I think those who call ancestors the people who chose to live in alignment with Torah are related to the ancestors who chose to follow Jesus, and these were people who came before the Book of Life each year on Yom Kippur and provided a sin offering, not always for how they wronged God but often for how they wronged each other. This, too, is supported in the gospel accounts, for example, Matthew 5:23-24.

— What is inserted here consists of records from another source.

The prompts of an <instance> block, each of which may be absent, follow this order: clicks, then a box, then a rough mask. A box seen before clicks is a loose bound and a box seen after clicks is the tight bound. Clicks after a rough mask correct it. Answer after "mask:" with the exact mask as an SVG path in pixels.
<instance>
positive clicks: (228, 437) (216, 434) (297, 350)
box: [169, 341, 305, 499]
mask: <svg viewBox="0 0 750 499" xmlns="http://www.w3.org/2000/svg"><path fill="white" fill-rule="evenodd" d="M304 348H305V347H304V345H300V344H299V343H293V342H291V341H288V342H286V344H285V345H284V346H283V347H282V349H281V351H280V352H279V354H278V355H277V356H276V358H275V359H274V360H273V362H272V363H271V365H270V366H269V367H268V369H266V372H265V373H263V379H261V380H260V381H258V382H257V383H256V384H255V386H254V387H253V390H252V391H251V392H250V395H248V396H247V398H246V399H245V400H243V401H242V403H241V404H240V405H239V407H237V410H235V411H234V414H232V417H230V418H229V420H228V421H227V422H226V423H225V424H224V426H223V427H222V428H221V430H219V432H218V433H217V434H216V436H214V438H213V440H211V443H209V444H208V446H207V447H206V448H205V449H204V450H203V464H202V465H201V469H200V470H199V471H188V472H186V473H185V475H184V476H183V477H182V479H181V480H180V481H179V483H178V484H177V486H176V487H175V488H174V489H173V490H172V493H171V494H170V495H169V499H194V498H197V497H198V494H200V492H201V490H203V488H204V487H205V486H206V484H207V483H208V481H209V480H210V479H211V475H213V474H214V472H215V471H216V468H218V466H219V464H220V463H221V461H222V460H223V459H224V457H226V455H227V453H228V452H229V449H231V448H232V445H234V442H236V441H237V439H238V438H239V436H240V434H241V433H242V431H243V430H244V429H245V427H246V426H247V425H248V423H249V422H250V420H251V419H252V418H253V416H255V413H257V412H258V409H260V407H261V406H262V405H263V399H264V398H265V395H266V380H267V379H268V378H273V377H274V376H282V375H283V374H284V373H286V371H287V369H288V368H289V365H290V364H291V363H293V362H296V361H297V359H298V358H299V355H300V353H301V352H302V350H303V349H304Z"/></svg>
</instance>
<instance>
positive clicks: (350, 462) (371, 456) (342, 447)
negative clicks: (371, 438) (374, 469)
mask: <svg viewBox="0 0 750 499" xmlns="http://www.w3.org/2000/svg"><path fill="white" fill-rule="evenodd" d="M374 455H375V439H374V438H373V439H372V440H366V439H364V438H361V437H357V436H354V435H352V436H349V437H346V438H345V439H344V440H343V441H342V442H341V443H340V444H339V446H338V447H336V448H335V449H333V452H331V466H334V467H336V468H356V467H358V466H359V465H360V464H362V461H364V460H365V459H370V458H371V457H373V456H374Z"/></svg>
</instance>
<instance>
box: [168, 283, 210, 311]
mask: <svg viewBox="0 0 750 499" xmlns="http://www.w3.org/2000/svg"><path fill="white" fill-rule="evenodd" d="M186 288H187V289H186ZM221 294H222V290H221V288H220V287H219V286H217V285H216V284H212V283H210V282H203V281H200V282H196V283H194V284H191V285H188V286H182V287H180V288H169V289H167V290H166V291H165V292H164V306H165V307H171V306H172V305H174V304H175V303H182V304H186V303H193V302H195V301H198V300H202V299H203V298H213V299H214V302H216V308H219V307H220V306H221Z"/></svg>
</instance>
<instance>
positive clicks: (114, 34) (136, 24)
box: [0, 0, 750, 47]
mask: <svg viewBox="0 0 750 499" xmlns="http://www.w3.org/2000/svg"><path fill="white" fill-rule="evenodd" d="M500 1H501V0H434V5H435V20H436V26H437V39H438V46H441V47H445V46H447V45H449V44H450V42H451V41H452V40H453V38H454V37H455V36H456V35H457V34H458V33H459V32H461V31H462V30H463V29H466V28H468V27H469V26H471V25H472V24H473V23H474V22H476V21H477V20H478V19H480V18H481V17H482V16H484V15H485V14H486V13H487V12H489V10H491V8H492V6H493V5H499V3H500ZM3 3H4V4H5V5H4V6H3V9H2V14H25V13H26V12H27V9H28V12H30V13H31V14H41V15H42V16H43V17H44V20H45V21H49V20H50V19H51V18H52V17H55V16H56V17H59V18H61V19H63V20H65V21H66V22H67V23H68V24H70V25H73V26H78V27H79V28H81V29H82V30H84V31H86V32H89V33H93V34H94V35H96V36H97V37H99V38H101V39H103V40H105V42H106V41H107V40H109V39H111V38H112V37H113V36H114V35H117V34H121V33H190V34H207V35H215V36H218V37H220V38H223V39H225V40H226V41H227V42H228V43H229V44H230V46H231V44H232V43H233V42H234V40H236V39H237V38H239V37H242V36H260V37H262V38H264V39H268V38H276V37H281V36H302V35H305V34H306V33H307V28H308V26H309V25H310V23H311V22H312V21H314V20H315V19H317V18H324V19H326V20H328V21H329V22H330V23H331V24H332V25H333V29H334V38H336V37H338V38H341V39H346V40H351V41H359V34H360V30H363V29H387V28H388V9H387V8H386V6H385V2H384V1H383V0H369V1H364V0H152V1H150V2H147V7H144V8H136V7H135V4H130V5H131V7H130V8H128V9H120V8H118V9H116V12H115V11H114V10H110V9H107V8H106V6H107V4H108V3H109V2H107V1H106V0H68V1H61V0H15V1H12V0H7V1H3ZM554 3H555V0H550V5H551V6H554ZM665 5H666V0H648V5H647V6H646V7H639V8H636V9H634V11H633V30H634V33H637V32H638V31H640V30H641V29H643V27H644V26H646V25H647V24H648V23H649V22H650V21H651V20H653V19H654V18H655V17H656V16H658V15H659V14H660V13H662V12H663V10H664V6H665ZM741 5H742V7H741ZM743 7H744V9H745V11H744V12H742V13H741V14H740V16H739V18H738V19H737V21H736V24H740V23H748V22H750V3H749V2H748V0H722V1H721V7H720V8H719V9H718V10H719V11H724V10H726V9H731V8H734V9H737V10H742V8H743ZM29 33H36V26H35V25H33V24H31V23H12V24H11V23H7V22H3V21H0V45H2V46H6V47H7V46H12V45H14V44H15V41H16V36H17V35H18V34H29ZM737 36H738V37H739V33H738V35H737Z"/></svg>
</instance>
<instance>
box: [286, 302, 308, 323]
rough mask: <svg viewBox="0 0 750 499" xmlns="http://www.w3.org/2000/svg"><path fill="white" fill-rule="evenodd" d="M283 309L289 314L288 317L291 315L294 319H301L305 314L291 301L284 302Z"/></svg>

I think the ancestors of Jews and Christians share a common starting point but their differences are to be noted and celebrated. For all that we see in Christianity rooted Judaism, these are distinct populations. The first century Jesus communities discussed whether Jesus followers are best to adopt all Jewish ritual and law; ultimately, deciding no. And likewise, Paul affirmed the Hebrew covenant and practice did not require any revision for the Jewish people, in light of beliefs about Jesus.
Because it is the premise from which so much hatred, violence, and antisemitism stems, it is Rome who crucified Jesus in a common act of state sanctioned execution that was a form of capital punishment. Jesus was one among tens of thousands executed in this way by Rome. Neither “The Jews,” “Scribes and Pharisees,” nor the “High Priests” were accountable for the death of Jesus, and where they are implicated as such, it is to serve a rhetorical purpose and not to document historical events.
These thoughts are my response to confront the toxic theology of any religion married to power and convinced of its own certain truth. I am here to affirm your value, and to join you in study. The concept of Torah study from the Jewish seminary (yeshiva) perspective is called chevrusa that demands at least a study pair, if not a small group, for Torah study, so that no one feels too certain of their individual interpretation. I hope that you imagine us as engaged in this practice; my chevrusa. And to that end, I welcome your conversation in response to my reflection.